Note: from 12 July 2006, the six-year limitation period (see here) on the Child Maintenance Service applying for a liability order was abolished.
If a liability order is made, it can be enforced by taking control of goods (see Chapter 14) or the county court can make a charging order (see here) or third-party debt order (see here). The Child Maintenance Service can also apply to the High Court for an order preventing the disposal of assets if the paying parent has disposed of, or is about to dispose of, assets with the intention of avoiding payment of child support.
If all other methods of recovering arrears have failed, the Child Maintenance Service can apply to the court to commit a person to prison for a maximum of six weeks (an option of last resort) or disqualify her/him from driving for a maximum of two years, but not both. In order to do so, the court must decide that the parent has the means to pay, but has ‘wilfully refused or culpably neglected’ to do so (see here).
The Child Maintenance Service can also apply to the court to disqualify a person from holding or obtaining a passport or other UK travel authorisation for up to two years. The Child Maintenance Service has said it is only likely to use this power in exceptional circumstances and only where arrears of over £1,000 remain outstanding. The Child Maintenance Service cannot seek both disqualification from holding a passport and imprisonment.
The Child Maintenance Service can write off arrears if it considers that it would be unfair or inappropriate to enforce the liability and:
    the receiving parent has requested that it cease taking action on the arrears; or
    the receiving parent has died; or
    the paying parent died before 25 January 2010 and there is no further action that can be taken to recover the arrears from her/his estate; or
    the arrears accrued in respect of an ‘interim maintenance assessment’ made between 5 April 1993 and 18 April 1995; or
    it has advised the paying parent that the arrears have been permanently suspended and that no further action will be taken to recover them.

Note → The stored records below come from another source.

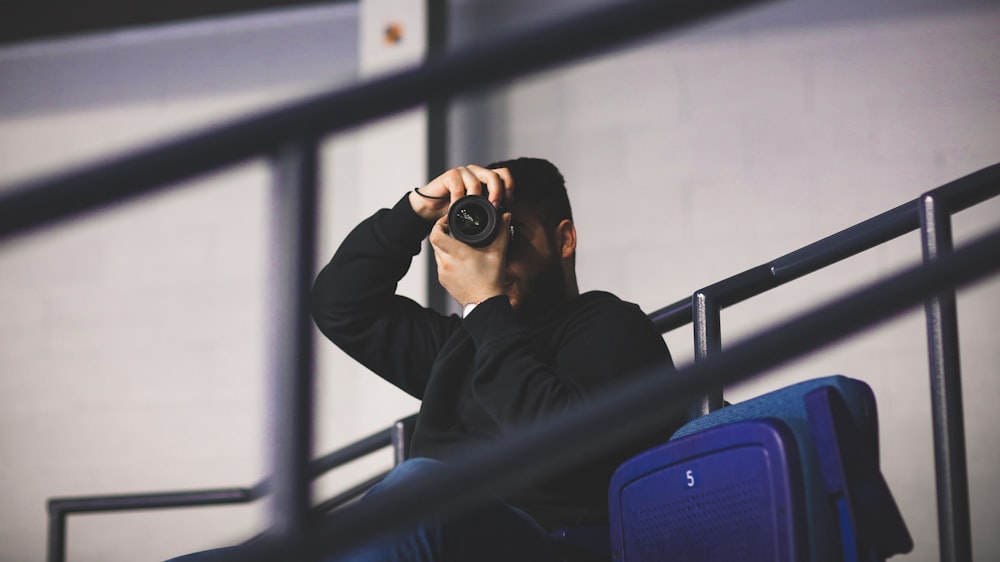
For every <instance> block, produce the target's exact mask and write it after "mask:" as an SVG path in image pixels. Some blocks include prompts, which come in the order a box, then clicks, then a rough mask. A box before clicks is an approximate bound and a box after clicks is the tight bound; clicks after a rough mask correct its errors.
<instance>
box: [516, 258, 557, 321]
mask: <svg viewBox="0 0 1000 562" xmlns="http://www.w3.org/2000/svg"><path fill="white" fill-rule="evenodd" d="M557 256H558V254H555V253H553V254H552V255H551V256H550V258H549V259H548V260H546V262H545V265H544V266H543V267H542V269H541V270H539V272H538V275H536V276H535V277H534V278H532V279H531V280H530V281H529V282H528V283H526V284H525V291H524V294H523V295H521V302H520V303H519V304H518V307H517V309H516V310H515V313H516V315H517V317H518V319H519V320H521V321H522V322H526V321H531V320H534V319H536V318H538V317H539V316H541V315H542V314H544V313H546V312H548V311H549V310H552V309H553V308H555V307H557V306H559V305H560V304H562V303H563V302H565V300H566V293H567V291H566V275H565V272H564V271H563V268H562V260H561V259H559V258H558V257H557Z"/></svg>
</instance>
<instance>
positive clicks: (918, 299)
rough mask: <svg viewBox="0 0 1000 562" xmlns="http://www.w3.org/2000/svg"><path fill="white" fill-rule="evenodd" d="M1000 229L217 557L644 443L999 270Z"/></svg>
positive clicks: (247, 558) (345, 548) (317, 555)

If the arrears are more than £500 (or £1,000 for cases with an effective date before 1 November 2008), the receiving parent is sent a notice of the intention to write off the arrears and will be given 60 days to contact the Child Maintenance Service if s/he believes that the arrears should not be written-off. The Child Maintenance Service may still decide to write off the arrears if it believes that there is no reasonable prospect of the arrears being cleared.
If the receiving parent with care does not respond within 60 days, the arrears are automatically written off. Where the arrears are less than £500 (£1,000 for pre-1 November 2008 cases), the arrears can be written off without asking the receiving parent, although s/he will still be notified. Arrears below £65 are written off and no notice sent.

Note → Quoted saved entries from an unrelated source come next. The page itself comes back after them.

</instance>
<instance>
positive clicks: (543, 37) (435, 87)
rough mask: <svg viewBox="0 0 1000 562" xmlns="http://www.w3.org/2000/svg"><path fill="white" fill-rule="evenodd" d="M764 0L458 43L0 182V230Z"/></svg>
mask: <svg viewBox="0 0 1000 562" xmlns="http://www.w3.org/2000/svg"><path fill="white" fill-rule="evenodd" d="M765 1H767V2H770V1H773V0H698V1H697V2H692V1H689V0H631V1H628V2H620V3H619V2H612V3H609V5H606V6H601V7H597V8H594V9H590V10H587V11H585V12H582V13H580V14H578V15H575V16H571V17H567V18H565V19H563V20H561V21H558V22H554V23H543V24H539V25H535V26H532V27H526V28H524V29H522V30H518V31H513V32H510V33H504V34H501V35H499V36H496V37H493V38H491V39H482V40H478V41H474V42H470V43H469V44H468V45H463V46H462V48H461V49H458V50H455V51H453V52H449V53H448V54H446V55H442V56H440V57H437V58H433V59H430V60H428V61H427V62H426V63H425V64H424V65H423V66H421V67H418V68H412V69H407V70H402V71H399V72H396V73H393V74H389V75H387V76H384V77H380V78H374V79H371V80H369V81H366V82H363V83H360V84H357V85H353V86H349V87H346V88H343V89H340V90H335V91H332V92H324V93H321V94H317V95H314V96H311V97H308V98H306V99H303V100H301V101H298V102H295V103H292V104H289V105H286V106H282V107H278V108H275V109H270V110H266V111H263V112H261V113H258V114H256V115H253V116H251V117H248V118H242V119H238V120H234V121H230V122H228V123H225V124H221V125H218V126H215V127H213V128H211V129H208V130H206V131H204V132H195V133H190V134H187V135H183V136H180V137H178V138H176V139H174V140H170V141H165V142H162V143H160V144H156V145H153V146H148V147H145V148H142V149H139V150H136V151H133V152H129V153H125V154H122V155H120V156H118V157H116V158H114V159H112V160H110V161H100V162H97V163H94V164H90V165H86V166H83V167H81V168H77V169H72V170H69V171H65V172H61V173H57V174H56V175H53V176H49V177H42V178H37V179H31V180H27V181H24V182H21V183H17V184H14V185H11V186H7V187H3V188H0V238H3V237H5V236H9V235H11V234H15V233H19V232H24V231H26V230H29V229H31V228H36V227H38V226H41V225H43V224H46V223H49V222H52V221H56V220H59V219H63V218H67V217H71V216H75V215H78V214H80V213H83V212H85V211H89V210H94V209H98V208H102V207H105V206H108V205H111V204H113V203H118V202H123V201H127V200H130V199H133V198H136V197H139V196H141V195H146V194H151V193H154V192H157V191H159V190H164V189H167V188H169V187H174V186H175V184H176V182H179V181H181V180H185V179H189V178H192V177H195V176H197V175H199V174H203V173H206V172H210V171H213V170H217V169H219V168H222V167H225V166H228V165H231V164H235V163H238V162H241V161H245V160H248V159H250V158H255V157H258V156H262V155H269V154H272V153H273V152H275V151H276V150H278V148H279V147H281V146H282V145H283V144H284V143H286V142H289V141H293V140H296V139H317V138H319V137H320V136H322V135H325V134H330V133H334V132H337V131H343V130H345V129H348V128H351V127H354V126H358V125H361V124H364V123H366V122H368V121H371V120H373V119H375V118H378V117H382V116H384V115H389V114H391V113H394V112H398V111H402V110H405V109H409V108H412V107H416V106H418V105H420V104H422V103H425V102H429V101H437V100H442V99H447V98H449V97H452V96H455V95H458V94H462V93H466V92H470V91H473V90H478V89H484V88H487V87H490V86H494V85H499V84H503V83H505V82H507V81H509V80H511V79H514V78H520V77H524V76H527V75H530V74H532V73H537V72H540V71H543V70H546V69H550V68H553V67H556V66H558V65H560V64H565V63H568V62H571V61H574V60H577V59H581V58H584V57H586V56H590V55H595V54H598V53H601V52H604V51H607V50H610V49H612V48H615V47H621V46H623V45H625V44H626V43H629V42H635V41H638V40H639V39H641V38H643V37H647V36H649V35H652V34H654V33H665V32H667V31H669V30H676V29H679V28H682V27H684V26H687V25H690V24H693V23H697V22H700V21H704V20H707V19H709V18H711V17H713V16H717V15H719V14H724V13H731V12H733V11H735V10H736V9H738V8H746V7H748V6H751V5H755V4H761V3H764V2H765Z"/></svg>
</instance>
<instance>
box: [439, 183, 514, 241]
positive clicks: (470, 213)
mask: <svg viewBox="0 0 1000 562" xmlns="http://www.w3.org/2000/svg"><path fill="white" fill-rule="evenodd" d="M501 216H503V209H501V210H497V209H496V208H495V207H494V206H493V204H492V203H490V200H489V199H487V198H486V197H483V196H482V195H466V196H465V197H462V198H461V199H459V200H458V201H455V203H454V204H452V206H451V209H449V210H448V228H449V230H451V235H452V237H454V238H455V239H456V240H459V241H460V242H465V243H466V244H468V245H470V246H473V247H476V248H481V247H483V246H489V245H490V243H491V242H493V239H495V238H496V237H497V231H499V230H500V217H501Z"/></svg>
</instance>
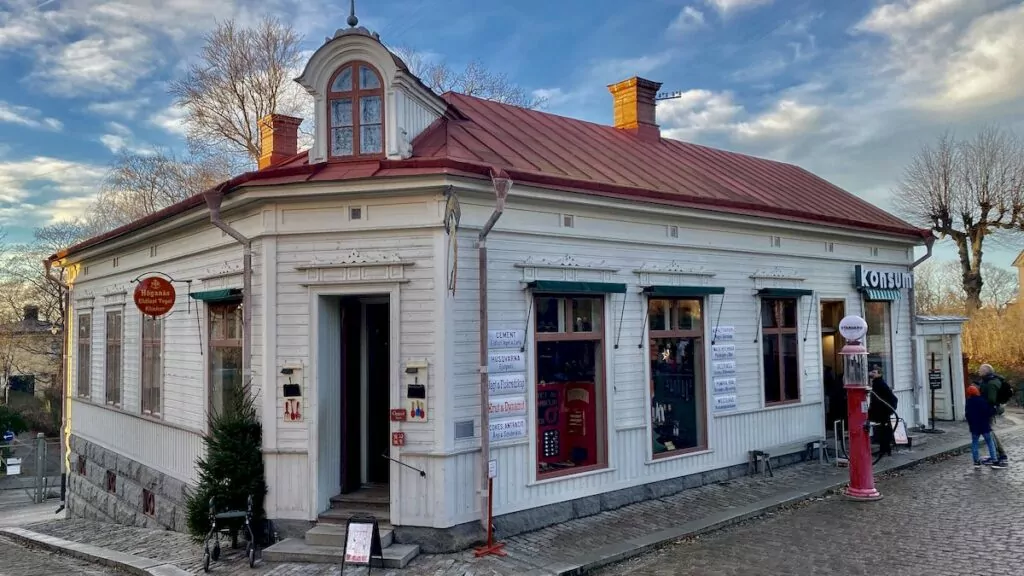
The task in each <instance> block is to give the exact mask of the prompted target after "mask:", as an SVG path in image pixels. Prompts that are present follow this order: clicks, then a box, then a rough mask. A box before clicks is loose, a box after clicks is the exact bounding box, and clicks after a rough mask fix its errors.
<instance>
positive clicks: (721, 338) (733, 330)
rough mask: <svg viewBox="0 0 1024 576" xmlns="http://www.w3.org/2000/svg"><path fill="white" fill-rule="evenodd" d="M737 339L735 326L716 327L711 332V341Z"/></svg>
mask: <svg viewBox="0 0 1024 576" xmlns="http://www.w3.org/2000/svg"><path fill="white" fill-rule="evenodd" d="M735 337H736V327H735V326H716V327H715V328H714V329H713V330H712V331H711V339H713V340H731V339H733V338H735Z"/></svg>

The Child Maintenance Service can also consider writing off arrears that remain outstanding from the previous child support schemes run by the Child Support Agency if it considers that it will not be cost-effective to pursue the arrears.
For more information about the child support scheme, including arrears and enforcement, see CPAG’s Child Support Handbook (see Appendix 2).
 
1     See Guidance on Regulation 4(3) of the Child Support Fees Regulations 2014: how the Secretary of State will determine if an applicant is a victim of domestic violence or abuse, available at gov.uk/government/publications/proposed-child-maintenance-fees-exemption-for-victims-of-domestic-violence »
Checklist for action
Advisers should take the following action.
    Consider whether emergency action is necessary (see Chapter 8).
    Check liability.
    Assist the client to choose a strategy from Chapter 8 as this is a priority debt.